What To Do About Education?

If you think, “doing something,” about education means making education better or creating a system to provide education, there is nothing that can be done about it. It would be like, “doing something,” about shoes,as if some kind of system could be put in place to make sure everyone has shoes.

Your education and the education of your children is your responsibility, and yours alone. It is not the responsibility of your neighbors, or community, or society, and certainly not the government. If you choose to learn all you can, and help your children learn all they can, you must do the work and pay the price for that learning.

The education of others and their children is not your responsibility. It is actually none of your business what others choose to do about their own learning and the learning of their own children.
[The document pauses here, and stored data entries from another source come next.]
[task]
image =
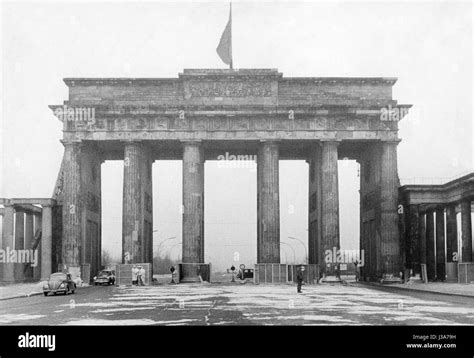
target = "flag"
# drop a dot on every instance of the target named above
(224, 49)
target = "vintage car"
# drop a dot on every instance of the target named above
(59, 282)
(105, 277)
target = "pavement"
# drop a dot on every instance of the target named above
(445, 288)
(238, 304)
(18, 290)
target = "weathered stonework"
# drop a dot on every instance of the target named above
(199, 114)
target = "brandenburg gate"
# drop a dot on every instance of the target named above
(205, 112)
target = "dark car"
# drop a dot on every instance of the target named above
(105, 277)
(59, 282)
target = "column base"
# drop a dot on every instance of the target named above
(390, 278)
(190, 279)
(330, 279)
(415, 278)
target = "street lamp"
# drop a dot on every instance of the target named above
(172, 247)
(291, 247)
(302, 243)
(161, 243)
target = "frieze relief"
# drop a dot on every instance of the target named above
(223, 123)
(230, 89)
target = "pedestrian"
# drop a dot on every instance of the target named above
(134, 275)
(299, 278)
(141, 276)
(357, 272)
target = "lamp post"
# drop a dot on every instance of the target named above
(161, 243)
(291, 247)
(302, 243)
(171, 248)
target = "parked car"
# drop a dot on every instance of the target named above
(59, 282)
(105, 277)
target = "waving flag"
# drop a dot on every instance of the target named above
(224, 49)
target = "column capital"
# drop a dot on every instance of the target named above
(71, 142)
(391, 141)
(330, 141)
(191, 141)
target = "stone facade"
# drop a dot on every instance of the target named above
(202, 113)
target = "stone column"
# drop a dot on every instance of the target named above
(8, 242)
(329, 210)
(430, 245)
(29, 240)
(314, 207)
(413, 242)
(46, 242)
(268, 203)
(193, 209)
(136, 204)
(451, 233)
(19, 243)
(38, 227)
(466, 231)
(389, 234)
(440, 250)
(422, 237)
(72, 206)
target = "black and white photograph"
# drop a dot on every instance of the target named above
(236, 164)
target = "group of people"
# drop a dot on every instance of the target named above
(138, 275)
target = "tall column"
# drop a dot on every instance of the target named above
(329, 210)
(8, 241)
(389, 235)
(19, 243)
(413, 236)
(29, 239)
(314, 207)
(451, 234)
(72, 206)
(193, 209)
(422, 237)
(430, 245)
(268, 203)
(137, 204)
(46, 241)
(466, 231)
(37, 268)
(440, 251)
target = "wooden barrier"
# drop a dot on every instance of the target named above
(466, 272)
(310, 274)
(270, 273)
(202, 270)
(123, 273)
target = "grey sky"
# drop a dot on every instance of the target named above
(427, 45)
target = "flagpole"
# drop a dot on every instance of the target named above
(231, 54)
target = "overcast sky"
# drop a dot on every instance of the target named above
(427, 45)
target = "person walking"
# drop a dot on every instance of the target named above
(141, 276)
(299, 278)
(134, 275)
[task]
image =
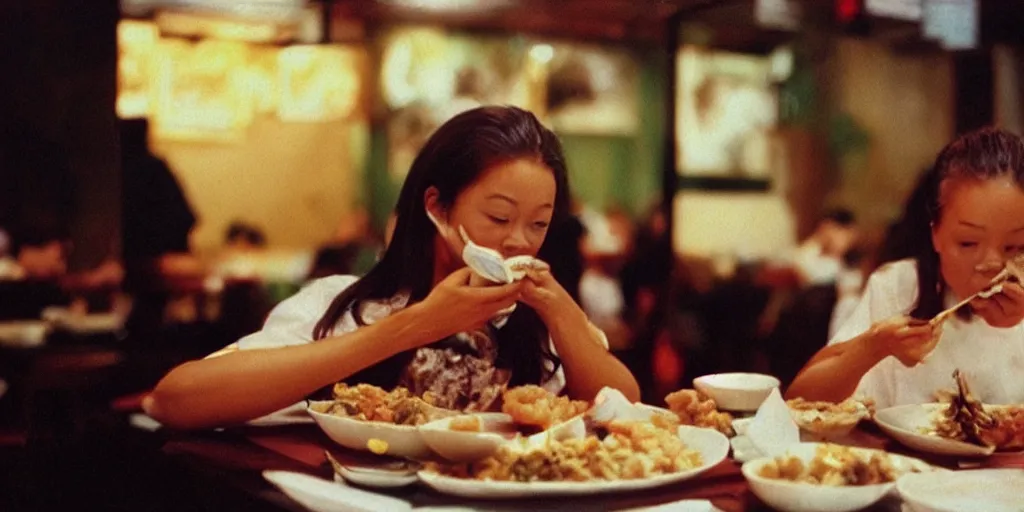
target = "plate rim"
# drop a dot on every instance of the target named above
(962, 449)
(496, 491)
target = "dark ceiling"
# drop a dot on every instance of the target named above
(647, 22)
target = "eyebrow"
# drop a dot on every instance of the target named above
(514, 202)
(972, 224)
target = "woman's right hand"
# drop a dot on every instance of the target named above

Most of the world will continue to embrace some form of collective solution to almost all problems, and suffer the consequences. It is not up to you or anyone else to make others, “see the light.” Your rejection of public compulsory education for yourself and your children will not be understood by most people, but then, if you are a free individual, most people will not understand most of how you live and what you do, but you are not obligated to explain yourself to anyone.